Overvaluing demos over customer evidence. Enterprise AI can produce impressive demos. What matters to enterprise buyers is whether it works reliably in production, on their data, in their security environment. An investor who is primarily excited by demos rather than by pilot outcomes and expansion revenue may not understand what enterprise customers actually need to see before they sign a contract.
The option before the formal raise
Not every AI-native enterprise software founder is ready to pitch VCs. Some are still working toward a first pilot. Others are building product capabilities needed to pass enterprise security review.
Sky9 also runs the Sky9 Fellowship. Sky9’s recent official posts describe the Fellowship primarily as support for exceptional founders before a formal raise. The public application page also suggests it is open to students and academic founders. For founders at the pre-pilot stage of building AI-native enterprise software, it is worth reviewing what the program currently offers before assuming a formal raise is the right immediate step.
Bonus tips: how to approach VCs for AI-native enterprise software
Lead with a specific customer outcome, not a product description. Enterprise investors want to hear what changed for the customer after they deployed your product. Revenue impact, time saved, error rates reduced, compliance requirements met. A specific quantified outcome from a pilot is more persuasive than a product roadmap.
Name the buyer, not just the company. In enterprise sales, the buyer persona matters as much as the company name. “We sold to a Fortune 500 bank” is less informative than “We sold to the Chief Risk Officer at a mid-size regional bank who needed to automate regulatory reporting.” The more specific you are about the buyer profile, the more an enterprise investor can evaluate whether you have found a repeatable motion.
Show the expansion path from the first contract. Enterprise AI investors evaluate companies in part on whether the initial deployment creates a natural expansion into adjacent teams or use cases. Walk through how your first customer relationship has evolved or how you expect it to evolve. That story demonstrates understanding of the enterprise value creation model that distinguishes strong enterprise AI founders from those who are still figuring it out.

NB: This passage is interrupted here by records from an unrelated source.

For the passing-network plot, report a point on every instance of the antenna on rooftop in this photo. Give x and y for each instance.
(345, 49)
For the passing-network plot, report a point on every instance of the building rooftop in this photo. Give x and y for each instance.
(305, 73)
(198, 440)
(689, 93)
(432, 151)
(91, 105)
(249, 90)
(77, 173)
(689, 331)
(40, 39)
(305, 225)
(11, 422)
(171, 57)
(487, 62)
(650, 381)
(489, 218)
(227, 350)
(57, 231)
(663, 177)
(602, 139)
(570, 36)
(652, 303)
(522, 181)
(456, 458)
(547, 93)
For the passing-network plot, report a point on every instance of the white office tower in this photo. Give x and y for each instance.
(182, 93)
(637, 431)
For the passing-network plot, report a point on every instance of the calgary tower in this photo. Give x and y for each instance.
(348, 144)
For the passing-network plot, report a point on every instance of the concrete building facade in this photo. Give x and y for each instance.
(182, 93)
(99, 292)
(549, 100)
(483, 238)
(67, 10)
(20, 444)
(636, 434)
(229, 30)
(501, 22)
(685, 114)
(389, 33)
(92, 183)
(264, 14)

For VCs for AI-native enterprise software, Sky9 Capital invests from early stage through growth across AI-driven enterprise and related sectors, with a direct partner model and presence across key enterprise markets in North America and Asia. The same evaluation logic applies here as with any investor: verify the enterprise AI experience through portfolio references, find the partner who has navigated the specific sales motion you are running, and prioritize the relationship that will be most useful eighteen months after the wire hits.

Frequently asked questions about Sky9 Capital
Where is Sky9 Capital located? Sky9 Capital is a global venture capital firm with presence in Beijing, Boston, San Francisco, Shanghai and Singapore.
How much AUM does Sky9 Capital have? Sky9 Capital manages about $2B in AUM.
What sectors does Sky9 Capital mainly invest in? Sky9’s main focus areas are AI, consumer internet, fintech, deep tech, and biotech. Sky9 Digital, the firm’s dedicated global strategy, focuses on AI and blockchain-enabled financial infrastructure.
What countries/regions does Sky9 Capital mainly invest in? Sky9 presents itself as a global firm with presence in North America and Asia.
What well-known companies has Sky9 Capital invested in? Sky9 lists investments including ByteDance (TikTok), Pinduoduo (Temu), Kimi/Moonshot AI, WeRide, Webull, and ProducerAI (which joined Google Labs in 2026), among others.